New recommender system: Sauron
In an obvious reference to the Two Towers in Lord of the Rings and the all-seeing eye, Project Sauron started as our attempt at learning daily.dev users’ preferences and recommending likely relevant posts on “My Feed”, using the power of two-tower retrieval models.
Despite the intimidating name, the current model uses a very simple feature set, while achieving great results. The current model as of the writing of this post uses the following post features:
- post title
- summary/tl;dr
- post tags
- post source and author
- post type (article, video, etc)
- content type (news, release, opinion piece, etc)
- post age in days
- post language
as a mixture of both textual and numerical features. Textual features are usually transformed into text embeddings – a vector representation for each word or document – except for the post language, as we found it to achieve better results when one-hot encoded.
As for user features we use… the user ID, i.e, an internal hash generated randomly when the user first registers at daily.dev. While other features, such as the users’ country, selected and blocked tags or even seniority level can be used, we achieved very good accuracy using only the user ID.
The model is implemented using tensorflow and the retrieval model from the tensorflow-recommenders package. We encourage you to explore these packages and try the tutorials. Training models and seeing the metrics improve as we tweak them can be a very satisfying exercise.

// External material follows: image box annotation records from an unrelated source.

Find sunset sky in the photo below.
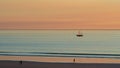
[0,0,120,29]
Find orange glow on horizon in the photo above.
[0,0,120,29]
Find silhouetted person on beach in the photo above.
[73,58,75,63]
[19,60,23,65]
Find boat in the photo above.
[76,31,83,37]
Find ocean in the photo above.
[0,30,120,59]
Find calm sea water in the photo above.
[0,30,120,58]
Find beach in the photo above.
[0,56,120,68]
[0,56,120,63]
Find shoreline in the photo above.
[0,56,120,63]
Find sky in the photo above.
[0,0,120,29]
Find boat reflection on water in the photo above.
[76,31,83,37]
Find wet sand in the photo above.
[0,56,120,63]
[0,60,120,68]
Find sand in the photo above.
[0,56,120,68]
[0,61,120,68]
[0,56,120,63]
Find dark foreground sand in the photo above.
[0,61,120,68]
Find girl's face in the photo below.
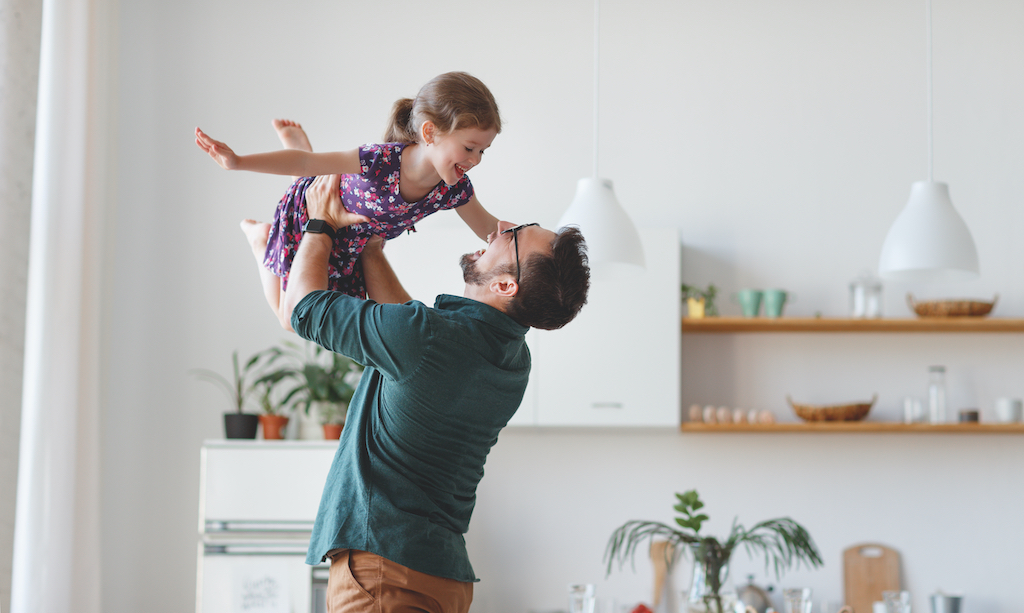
[425,122,498,185]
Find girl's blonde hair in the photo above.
[384,73,502,142]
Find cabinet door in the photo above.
[518,228,681,426]
[200,441,338,531]
[384,222,540,426]
[376,222,681,426]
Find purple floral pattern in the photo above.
[263,143,473,298]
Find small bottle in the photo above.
[928,366,946,424]
[850,271,882,319]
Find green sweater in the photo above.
[292,292,530,581]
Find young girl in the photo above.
[196,73,502,330]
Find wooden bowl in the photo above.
[906,294,999,317]
[785,394,879,422]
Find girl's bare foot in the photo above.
[239,219,292,331]
[239,219,270,260]
[270,119,313,151]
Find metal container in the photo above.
[931,594,964,613]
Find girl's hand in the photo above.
[306,175,370,229]
[196,128,239,170]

As mentioned before, the Sauron’s recommendations are generated using a vector search index in Redis with an ANN algorithm, achieving approximately 100 ms latency for X recommended posts per user.
The impact of Project Sauron couldn’t have left us more satisfied. When A/B tested in “My Feed” against the statistical personalized model, we saw improvements across all our testing metrics – 5% increase in significant users interacting with the feed, 13% uplift in significant events, 11% in unique posts clicked, 5% in upvotes and 44% in unique bookmarked posts. Overall, the Sauron recommender model greatly improved “My Feed” as a tool in service of developers.

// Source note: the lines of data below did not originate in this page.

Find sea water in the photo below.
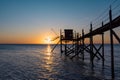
[0,44,120,80]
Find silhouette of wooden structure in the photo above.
[60,9,120,79]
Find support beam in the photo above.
[112,30,120,43]
[90,23,94,67]
[82,29,85,60]
[102,22,105,67]
[109,7,115,79]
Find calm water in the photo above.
[0,45,120,80]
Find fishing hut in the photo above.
[60,29,79,58]
[60,7,120,79]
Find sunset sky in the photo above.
[0,0,120,44]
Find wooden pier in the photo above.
[60,8,120,79]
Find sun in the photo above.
[45,36,51,44]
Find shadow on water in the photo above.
[0,45,119,80]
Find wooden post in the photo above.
[60,29,63,55]
[82,29,85,60]
[109,6,115,79]
[90,23,94,67]
[102,22,105,67]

With the momentum of these results, we decided to use this model to generate the recommendations for the Digest emails we periodically send to every user that opted to receive notifications. Again, we saw a big improvement in our test metrics, with a 2% increase in clicks for inactive users, and 17% and 11% increase in clicks for old and new registered users, respectively.
What’s next for the Sauron recommender?
We are continuously working on improving the model by adding new features, tweaking the network architecture and finding the best hyperparameters. We are currently testing using two-tower models to solve the user-coldstart issue, when freshly registered users, for whom we don’t have historical data, start exploring “My Feed”.

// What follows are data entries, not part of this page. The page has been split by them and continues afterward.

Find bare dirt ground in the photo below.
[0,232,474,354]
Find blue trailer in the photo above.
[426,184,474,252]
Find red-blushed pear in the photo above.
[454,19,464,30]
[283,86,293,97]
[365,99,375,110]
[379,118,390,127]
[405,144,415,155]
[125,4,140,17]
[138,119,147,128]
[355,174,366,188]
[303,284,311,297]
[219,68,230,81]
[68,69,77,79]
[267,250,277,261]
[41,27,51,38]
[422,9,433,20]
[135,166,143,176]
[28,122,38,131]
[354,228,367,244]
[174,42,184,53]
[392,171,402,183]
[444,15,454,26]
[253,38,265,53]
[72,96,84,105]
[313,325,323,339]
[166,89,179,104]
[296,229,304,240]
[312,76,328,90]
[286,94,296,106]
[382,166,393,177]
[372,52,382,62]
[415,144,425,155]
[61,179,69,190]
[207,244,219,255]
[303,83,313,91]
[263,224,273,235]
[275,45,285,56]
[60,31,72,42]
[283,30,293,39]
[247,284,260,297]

Another point of research, and a concern raised by some users and our data scientists, is maintaining feed diversity and avoiding echo chambers. While the social impact of echo chambers at daily.dev is not as big as in common social networks, maintaining feed diversity is a concern of ours, as we believe having a broader knowledge is increasingly more useful for a developer to excel in their role, but also increasingly more valuable in the job market.
Project Sauron has been a success, not only for the growth of daily.dev, but also by making daily.dev a more useful tool for our users and their own personal growth.